As for Kalesnikava, who was first a close collaborator of Babariko and later of the presidential candidate and current opposition leader in exile, Sviatlana Tsikhanouskaya, she was detained after the massive anti-government protests of 2020.
She was forcibly taken to the border with Ukraine but tore up her passport and refused deportation. As a result, in 2021 she was sentenced to 11 years in prison for conspiring to seize power.
Babariko, a well-known banker critical of the Belarusian regime, was arrested during the 2020 election campaign before he was able to register his presidential candidacy.
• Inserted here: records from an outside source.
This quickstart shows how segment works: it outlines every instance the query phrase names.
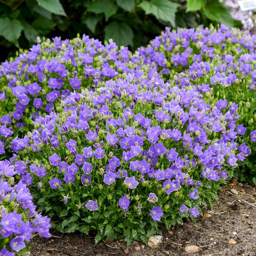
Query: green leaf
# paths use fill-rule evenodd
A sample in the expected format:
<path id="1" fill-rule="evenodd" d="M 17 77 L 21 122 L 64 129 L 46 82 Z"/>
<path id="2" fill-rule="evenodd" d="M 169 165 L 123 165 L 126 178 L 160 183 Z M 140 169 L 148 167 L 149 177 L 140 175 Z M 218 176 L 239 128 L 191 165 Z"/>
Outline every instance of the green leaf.
<path id="1" fill-rule="evenodd" d="M 21 23 L 17 19 L 0 18 L 0 35 L 16 46 L 23 28 Z"/>
<path id="2" fill-rule="evenodd" d="M 252 181 L 256 185 L 256 177 L 252 178 Z"/>
<path id="3" fill-rule="evenodd" d="M 142 235 L 140 236 L 140 239 L 144 244 L 147 244 L 147 235 Z"/>
<path id="4" fill-rule="evenodd" d="M 99 230 L 101 231 L 101 234 L 103 233 L 103 230 L 104 229 L 104 225 L 103 224 L 100 223 L 98 226 Z"/>
<path id="5" fill-rule="evenodd" d="M 65 227 L 68 223 L 69 219 L 65 219 L 63 222 L 61 224 L 61 226 L 62 227 Z"/>
<path id="6" fill-rule="evenodd" d="M 68 211 L 67 210 L 63 210 L 60 214 L 60 217 L 66 216 L 68 215 Z"/>
<path id="7" fill-rule="evenodd" d="M 80 232 L 81 233 L 88 235 L 89 233 L 89 230 L 90 230 L 89 226 L 83 226 L 80 228 Z"/>
<path id="8" fill-rule="evenodd" d="M 37 18 L 32 23 L 32 26 L 42 35 L 46 35 L 50 33 L 56 25 L 55 23 L 42 16 Z"/>
<path id="9" fill-rule="evenodd" d="M 36 0 L 39 6 L 57 15 L 67 16 L 59 0 Z"/>
<path id="10" fill-rule="evenodd" d="M 21 20 L 20 22 L 23 27 L 25 37 L 27 41 L 29 42 L 34 42 L 37 39 L 37 37 L 39 35 L 37 31 L 24 20 Z"/>
<path id="11" fill-rule="evenodd" d="M 127 247 L 128 247 L 132 242 L 132 238 L 131 237 L 125 237 L 124 238 L 124 240 L 127 243 Z"/>
<path id="12" fill-rule="evenodd" d="M 125 23 L 113 22 L 105 27 L 105 39 L 112 38 L 118 45 L 133 45 L 133 33 Z"/>
<path id="13" fill-rule="evenodd" d="M 233 26 L 234 20 L 228 9 L 218 0 L 207 2 L 203 10 L 208 19 L 222 23 L 229 27 Z"/>
<path id="14" fill-rule="evenodd" d="M 74 221 L 77 221 L 78 218 L 78 216 L 77 215 L 73 215 L 72 217 L 70 218 L 69 220 L 68 221 L 68 223 L 70 223 L 70 222 L 74 222 Z"/>
<path id="15" fill-rule="evenodd" d="M 107 236 L 109 233 L 111 233 L 112 231 L 112 227 L 110 224 L 107 225 L 105 229 L 105 236 Z"/>
<path id="16" fill-rule="evenodd" d="M 146 14 L 153 14 L 157 19 L 169 22 L 175 26 L 175 12 L 179 4 L 168 0 L 152 0 L 150 2 L 143 1 L 139 6 Z"/>
<path id="17" fill-rule="evenodd" d="M 68 224 L 68 228 L 65 230 L 65 232 L 67 233 L 72 233 L 79 229 L 79 226 L 77 224 L 72 222 Z"/>
<path id="18" fill-rule="evenodd" d="M 116 13 L 117 9 L 117 6 L 112 0 L 95 0 L 91 3 L 87 11 L 97 14 L 103 13 L 108 21 L 110 17 Z"/>
<path id="19" fill-rule="evenodd" d="M 134 0 L 116 0 L 118 6 L 128 12 L 131 12 L 134 10 L 135 1 Z"/>
<path id="20" fill-rule="evenodd" d="M 97 244 L 101 240 L 101 237 L 99 235 L 96 235 L 95 236 L 94 240 L 95 240 L 95 244 Z"/>
<path id="21" fill-rule="evenodd" d="M 94 33 L 95 33 L 95 29 L 97 24 L 102 18 L 102 16 L 100 15 L 87 14 L 83 23 L 85 23 L 89 29 Z"/>
<path id="22" fill-rule="evenodd" d="M 35 4 L 33 7 L 33 10 L 34 11 L 40 14 L 41 16 L 43 16 L 49 19 L 52 19 L 52 13 L 41 6 L 39 6 L 38 4 Z"/>
<path id="23" fill-rule="evenodd" d="M 200 10 L 204 5 L 204 0 L 188 0 L 186 12 L 194 12 Z"/>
Those released also include other Viasna activists such as Valiantsin Stefanovich and Uladz Labkovich, as well as lawyer Maksim Znak; the editor of the Tut.by portal, Marina Zolatava; and political scientist Alexander Fiaduta.
The release of these prisoners took place as part of a pardon granted to 123 people of different nationalities, according to a statement by the Belarusian presidency reproduced by the BELTA news agency.
According to Viasna, the foreign nationals include Lithuanian Maria Batalionak, Polish citizen Raman Haluza, Latvian Ala Sakalenka, Japanese national Nakanishi Masatoshi, U.S. citizen Natallia Beslkaya, and Australian Aliaksandr Syrytsa.
“The Republic of Belarus has decided to pardon 123 citizens of different countries convicted (…) of committing crimes of various kinds such as espionage, terrorism, and extremism,” the presidential press office told BELTA.
The statement stresses that the decision “is part of the agreements reached with the president of the United States, Donald Trump,” whose envoy, John Cole, held consultations with Lukashenko yesterday and today in Minsk.
It also adds that the move responds “to the cancellation of illegal sanctions against Belarus’s potash sector adopted by the administration of the previous US president, Joe Biden.”
In total, according to BELTA, since November 2025 the Belarusian leader has pardoned 156 citizens from countries such as the United States, the United Kingdom, Ukraine, Australia, Japan, Lithuania, and Latvia.
The measure, according to the official statement, is aimed at accelerating positive momentum in relations with the country’s partners and at contributing to the stabilization of the situation in Europe.
Shortly before, Cole announced the lifting of sanctions on that country’s potash sector, which had been imposed by Washington in 2021. In September 2025, the United States lifted sanctions against the state-owned Belarusian airline Belavia, which had been sanctioned in 2022.
Normalization between the two countries began in August, when Lukashenko held a phone call with the US president, who urged his Belarusian counterpart to release all political prisoners following the release from prison of a group of dissidents last June, including opposition leader Sergei Tikhanovsky.
Belarus, which has been ruled by Lukashenko since 1994, has been subject to sanctions since the violent repression of the massive opposition protests against electoral fraud in 2020. Those measures were expanded two years later with Minsk’s open support for Russia’s military campaign in Ukraine.
Lukashenko has pardoned several hundred Belarusian and foreign prisoners in recent months, but according to human rights organizations, more than a thousand political prisoners remain behind bars.